Perhaps Ronne's most serious allegation (and really the only reason the court was inclined to hold an evidentiary hearing) is that Gaffney failed to investigate, interview, and call certain witnesses. These included Ronne's son and daughter, Dawn Becks and Richard D. Ronne, Jr., Sam Cardwell, Henry Jones, Mark Filipow, and a number of other witnesses Ronne identified at the hearing from a list of witnesses he gave to Gaffney at some point (Gov. Exh. 113). Initially, the court believes Gaffney when he testified that he repeatedly had to ask Ronne to provide him with a witness list in the first place. More importantly, the court credits Gaffney's testimony that he did in fact contact the witnesses on Ronne's list but discovered after speaking with them that many of them could only provide information about deals and projects that were irrelevant because they were not charged in the indictment or would provide testimony damaging to Ronne's defense. As for Henry Jones, Ronne admitted he could not be found for purposes of testifying at trial and, in any event, Ronne had very few dealings with him. Ronne does not at all suggest how Filipow's testimony would have contributed to Ronne's defense, so the court will disregard him.

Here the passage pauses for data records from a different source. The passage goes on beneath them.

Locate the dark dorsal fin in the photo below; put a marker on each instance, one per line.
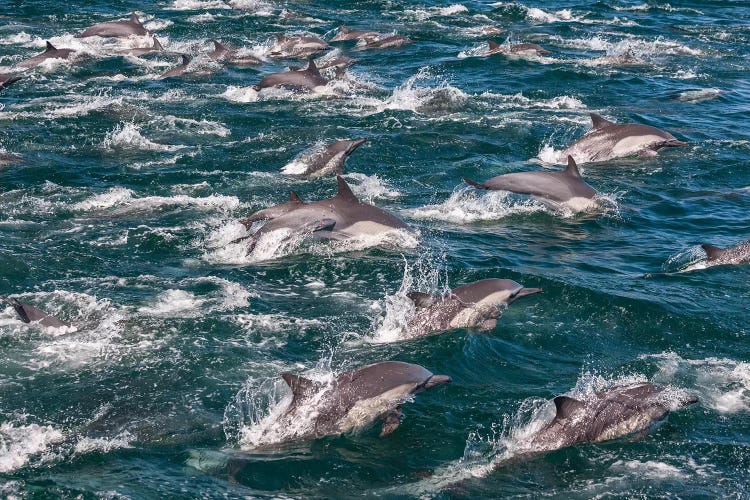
(566, 406)
(572, 168)
(300, 386)
(344, 192)
(713, 252)
(600, 122)
(421, 299)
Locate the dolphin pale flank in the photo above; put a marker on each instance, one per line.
(116, 29)
(566, 187)
(341, 217)
(739, 254)
(50, 53)
(609, 140)
(476, 305)
(302, 79)
(326, 161)
(354, 400)
(31, 314)
(619, 412)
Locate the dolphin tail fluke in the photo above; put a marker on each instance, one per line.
(713, 252)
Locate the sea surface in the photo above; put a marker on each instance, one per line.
(120, 195)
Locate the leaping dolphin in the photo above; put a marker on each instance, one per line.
(476, 305)
(739, 254)
(31, 314)
(566, 187)
(49, 53)
(609, 140)
(341, 217)
(355, 399)
(619, 412)
(116, 29)
(324, 162)
(302, 79)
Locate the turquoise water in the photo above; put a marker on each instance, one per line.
(122, 192)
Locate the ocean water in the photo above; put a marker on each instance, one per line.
(120, 195)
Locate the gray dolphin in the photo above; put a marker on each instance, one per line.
(356, 399)
(739, 254)
(116, 29)
(31, 314)
(49, 53)
(475, 305)
(302, 79)
(326, 161)
(566, 187)
(609, 140)
(7, 80)
(227, 54)
(619, 412)
(178, 70)
(346, 34)
(341, 217)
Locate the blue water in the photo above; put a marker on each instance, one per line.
(120, 194)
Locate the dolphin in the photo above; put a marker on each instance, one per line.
(116, 29)
(622, 411)
(30, 314)
(609, 140)
(496, 48)
(303, 79)
(49, 53)
(739, 254)
(326, 161)
(223, 53)
(7, 80)
(178, 70)
(565, 187)
(355, 399)
(340, 218)
(298, 46)
(476, 305)
(346, 34)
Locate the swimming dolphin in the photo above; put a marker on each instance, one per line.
(178, 70)
(476, 305)
(298, 46)
(116, 29)
(346, 34)
(618, 412)
(340, 218)
(7, 80)
(223, 53)
(609, 140)
(496, 48)
(356, 399)
(50, 53)
(565, 187)
(302, 79)
(739, 254)
(31, 314)
(328, 160)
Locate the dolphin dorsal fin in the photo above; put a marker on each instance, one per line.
(572, 168)
(599, 122)
(421, 299)
(565, 406)
(344, 192)
(713, 252)
(300, 386)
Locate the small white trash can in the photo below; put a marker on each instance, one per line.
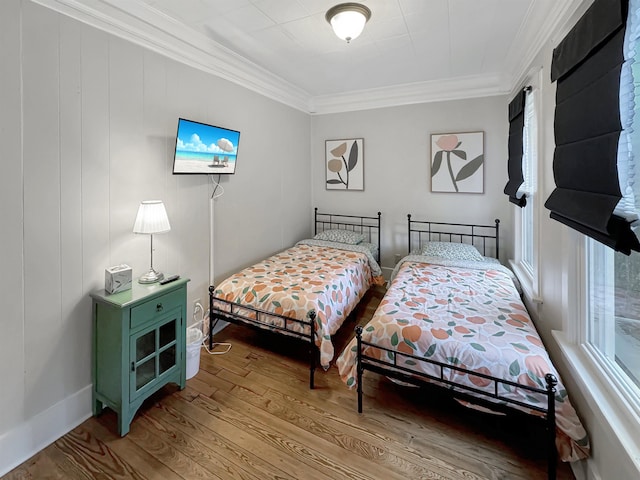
(194, 342)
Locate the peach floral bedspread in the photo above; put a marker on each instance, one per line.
(471, 316)
(305, 277)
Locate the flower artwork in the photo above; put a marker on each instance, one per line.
(457, 161)
(344, 164)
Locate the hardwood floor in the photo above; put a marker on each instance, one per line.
(249, 414)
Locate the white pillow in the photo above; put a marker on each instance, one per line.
(340, 236)
(451, 251)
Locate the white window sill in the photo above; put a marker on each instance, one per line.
(526, 281)
(603, 398)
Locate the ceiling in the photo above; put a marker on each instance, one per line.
(410, 50)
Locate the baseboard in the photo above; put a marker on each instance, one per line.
(24, 441)
(386, 272)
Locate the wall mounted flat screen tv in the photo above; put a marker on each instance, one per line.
(202, 148)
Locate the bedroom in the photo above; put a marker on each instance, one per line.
(92, 96)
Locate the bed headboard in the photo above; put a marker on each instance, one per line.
(486, 238)
(368, 226)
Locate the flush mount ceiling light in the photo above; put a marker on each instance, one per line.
(348, 19)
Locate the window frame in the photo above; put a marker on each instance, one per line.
(600, 383)
(529, 274)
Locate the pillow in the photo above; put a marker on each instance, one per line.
(373, 248)
(451, 251)
(340, 236)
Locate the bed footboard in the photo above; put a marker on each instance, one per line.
(256, 318)
(492, 400)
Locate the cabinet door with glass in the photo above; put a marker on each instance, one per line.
(153, 354)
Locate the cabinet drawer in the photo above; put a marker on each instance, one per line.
(152, 309)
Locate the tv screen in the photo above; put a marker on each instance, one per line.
(202, 148)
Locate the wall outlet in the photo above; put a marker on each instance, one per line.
(197, 304)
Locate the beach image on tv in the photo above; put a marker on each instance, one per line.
(202, 148)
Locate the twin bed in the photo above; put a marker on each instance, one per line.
(452, 318)
(308, 290)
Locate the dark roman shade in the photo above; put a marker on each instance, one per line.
(514, 162)
(587, 66)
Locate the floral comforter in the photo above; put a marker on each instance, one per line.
(470, 315)
(314, 275)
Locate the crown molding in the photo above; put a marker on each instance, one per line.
(143, 25)
(411, 93)
(557, 20)
(147, 27)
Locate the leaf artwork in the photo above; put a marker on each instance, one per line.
(342, 166)
(449, 148)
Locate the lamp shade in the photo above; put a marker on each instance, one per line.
(152, 218)
(348, 20)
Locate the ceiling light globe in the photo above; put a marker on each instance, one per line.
(348, 20)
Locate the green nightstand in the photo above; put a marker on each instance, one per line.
(138, 345)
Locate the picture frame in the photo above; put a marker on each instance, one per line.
(344, 164)
(457, 162)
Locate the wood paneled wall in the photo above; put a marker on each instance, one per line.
(87, 131)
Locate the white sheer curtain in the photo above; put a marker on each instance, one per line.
(629, 144)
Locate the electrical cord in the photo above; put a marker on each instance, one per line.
(199, 307)
(215, 189)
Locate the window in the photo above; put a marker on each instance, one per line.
(613, 279)
(529, 166)
(526, 226)
(613, 312)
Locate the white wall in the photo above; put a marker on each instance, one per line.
(397, 142)
(87, 131)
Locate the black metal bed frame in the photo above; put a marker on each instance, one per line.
(256, 318)
(436, 231)
(394, 368)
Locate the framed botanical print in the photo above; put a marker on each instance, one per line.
(344, 164)
(457, 162)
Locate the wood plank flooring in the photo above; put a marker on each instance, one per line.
(249, 414)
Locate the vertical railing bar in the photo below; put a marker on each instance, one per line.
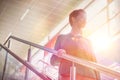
(6, 57)
(28, 60)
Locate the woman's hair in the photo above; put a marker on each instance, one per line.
(75, 13)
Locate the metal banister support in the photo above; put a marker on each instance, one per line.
(73, 72)
(28, 65)
(28, 60)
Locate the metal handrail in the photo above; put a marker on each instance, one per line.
(93, 65)
(28, 65)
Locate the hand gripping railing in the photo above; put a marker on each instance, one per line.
(93, 65)
(27, 64)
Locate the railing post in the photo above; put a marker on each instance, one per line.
(6, 57)
(73, 72)
(28, 60)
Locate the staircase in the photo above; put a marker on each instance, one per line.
(12, 67)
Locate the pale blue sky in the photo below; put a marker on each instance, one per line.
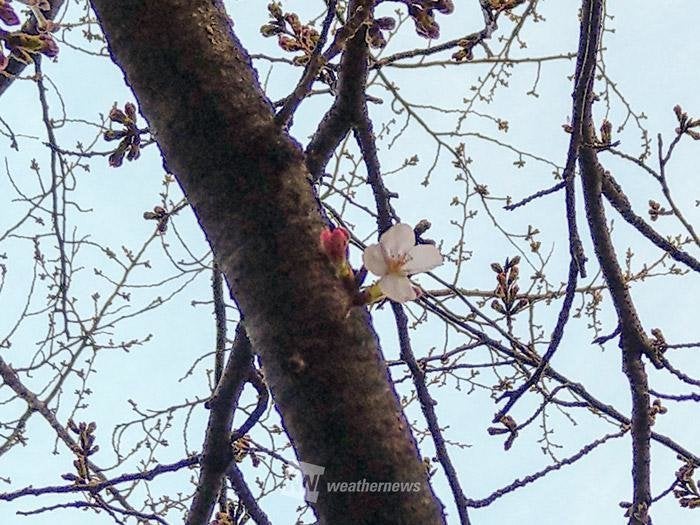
(648, 58)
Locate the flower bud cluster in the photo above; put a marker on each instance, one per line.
(20, 45)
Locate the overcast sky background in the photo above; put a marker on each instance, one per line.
(651, 56)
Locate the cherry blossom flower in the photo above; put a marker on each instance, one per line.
(396, 257)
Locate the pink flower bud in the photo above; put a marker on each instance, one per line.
(335, 244)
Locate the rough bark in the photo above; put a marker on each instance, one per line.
(246, 181)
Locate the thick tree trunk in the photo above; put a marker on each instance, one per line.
(247, 184)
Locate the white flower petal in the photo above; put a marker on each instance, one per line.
(397, 288)
(398, 239)
(422, 258)
(373, 259)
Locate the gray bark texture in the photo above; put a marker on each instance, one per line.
(247, 183)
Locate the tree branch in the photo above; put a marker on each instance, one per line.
(247, 183)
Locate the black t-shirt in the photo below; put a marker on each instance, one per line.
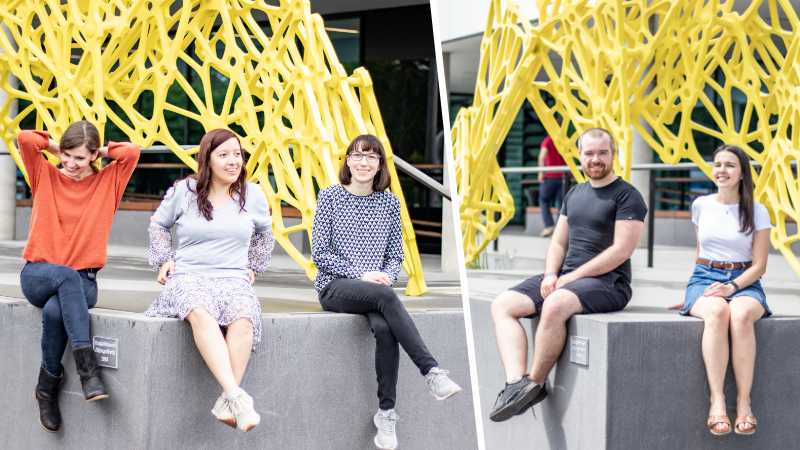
(591, 213)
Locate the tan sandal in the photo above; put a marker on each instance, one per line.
(713, 421)
(751, 420)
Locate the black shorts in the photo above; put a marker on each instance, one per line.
(606, 293)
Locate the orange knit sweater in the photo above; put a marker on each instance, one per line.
(71, 220)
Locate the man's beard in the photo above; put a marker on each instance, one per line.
(598, 175)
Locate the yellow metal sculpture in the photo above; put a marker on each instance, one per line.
(636, 66)
(285, 88)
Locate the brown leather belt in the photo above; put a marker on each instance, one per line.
(723, 265)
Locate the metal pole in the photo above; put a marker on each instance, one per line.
(651, 220)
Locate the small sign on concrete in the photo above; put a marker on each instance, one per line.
(579, 350)
(106, 350)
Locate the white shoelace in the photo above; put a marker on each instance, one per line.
(387, 422)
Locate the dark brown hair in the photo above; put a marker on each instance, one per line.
(81, 133)
(746, 220)
(208, 144)
(367, 143)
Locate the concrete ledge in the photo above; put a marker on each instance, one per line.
(644, 386)
(312, 379)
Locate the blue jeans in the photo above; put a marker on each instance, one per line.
(65, 296)
(550, 194)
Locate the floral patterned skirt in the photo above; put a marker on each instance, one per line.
(226, 299)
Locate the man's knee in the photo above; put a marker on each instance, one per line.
(512, 304)
(559, 306)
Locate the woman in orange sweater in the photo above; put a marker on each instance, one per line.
(73, 208)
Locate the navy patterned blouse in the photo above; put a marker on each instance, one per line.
(354, 234)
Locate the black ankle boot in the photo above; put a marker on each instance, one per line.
(86, 364)
(47, 395)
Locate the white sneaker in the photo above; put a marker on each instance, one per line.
(440, 385)
(222, 412)
(241, 406)
(385, 421)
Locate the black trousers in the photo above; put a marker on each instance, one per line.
(390, 323)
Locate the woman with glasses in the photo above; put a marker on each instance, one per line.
(357, 246)
(222, 228)
(724, 289)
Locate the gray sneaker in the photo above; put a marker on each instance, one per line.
(241, 406)
(385, 421)
(222, 412)
(440, 385)
(516, 398)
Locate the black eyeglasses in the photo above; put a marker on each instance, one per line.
(358, 156)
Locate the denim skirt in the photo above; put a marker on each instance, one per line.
(703, 276)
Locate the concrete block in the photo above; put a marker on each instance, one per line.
(312, 378)
(644, 386)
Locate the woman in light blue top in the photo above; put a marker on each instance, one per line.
(222, 227)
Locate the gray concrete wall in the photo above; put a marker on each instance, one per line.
(130, 228)
(644, 386)
(312, 379)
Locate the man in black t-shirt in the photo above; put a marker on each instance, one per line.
(587, 270)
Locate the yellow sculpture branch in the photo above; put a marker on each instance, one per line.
(636, 66)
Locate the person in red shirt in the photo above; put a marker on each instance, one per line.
(551, 190)
(73, 209)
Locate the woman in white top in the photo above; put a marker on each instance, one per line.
(724, 289)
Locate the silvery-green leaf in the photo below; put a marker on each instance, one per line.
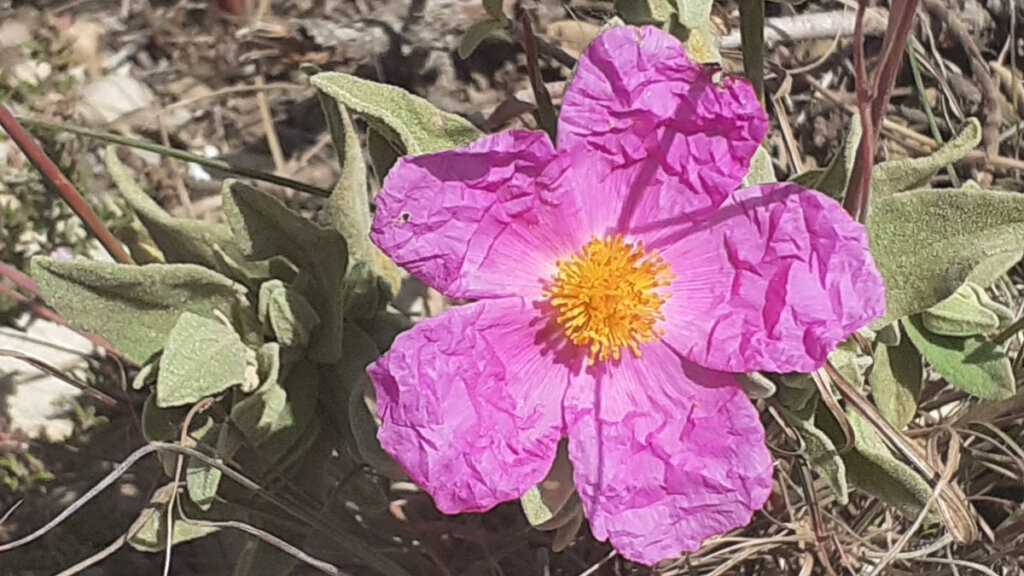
(202, 358)
(639, 12)
(146, 375)
(900, 175)
(383, 154)
(287, 314)
(963, 314)
(756, 384)
(761, 170)
(871, 467)
(820, 453)
(404, 119)
(148, 532)
(553, 502)
(896, 379)
(180, 240)
(971, 364)
(476, 34)
(133, 307)
(265, 228)
(927, 243)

That leaves Caldwell and Ronne's son and daughter, who really form the heart of Ronne's failure-to-call-witnesses claim. With respect to Caldwell, Gaffney testified a strategic decision was made not to call him as a witness. First, Gaffney testified he had reason to believe, based on Caldwell's grand jury testimony and Gaffney's own discussions with him, that, if called to testify, Caldwell would have given testimony adverse to Ronne. Rather, Gaffney suggested Ronne pursue an "empty chair defense" — i.e., put the blame on Caldwell who could not defend himself if he was not there to testify on his own behalf. The court further believes Gaffney when he says he explained all of this to Ronne and left the ultimate decision of whether to call Caldwell up to Ronne, who agreed to follow Gaffney's advice. A similar strategic decision guided Gaffney's advice not to call Ronne's son and daughter. Gaffney testified he believed — and reasonably so in the court's opinion — the substance of their testimony would have been barred based on the court's earlier ruling on a motion in limine filed by the government. Again, though, Gaffney left the final decision up to Ronne, who again followed Gaffney's advice. Based on Gaffney's testimony at the hearing, therefore, the court finds Gaffney's failure to call Caldwell, Dawn Becks, and Richard Ronne, Jr., were not only reasonable strategic decisions, but ones with which Ronne himself concurred. See, e.g., Menzer v. United States, 200 F.3d 1000, 1003-04 (7th Cir. 1999).
For the reasons stated above, Ronne's § 2255 motion is denied. This case is dismissed in its entirety.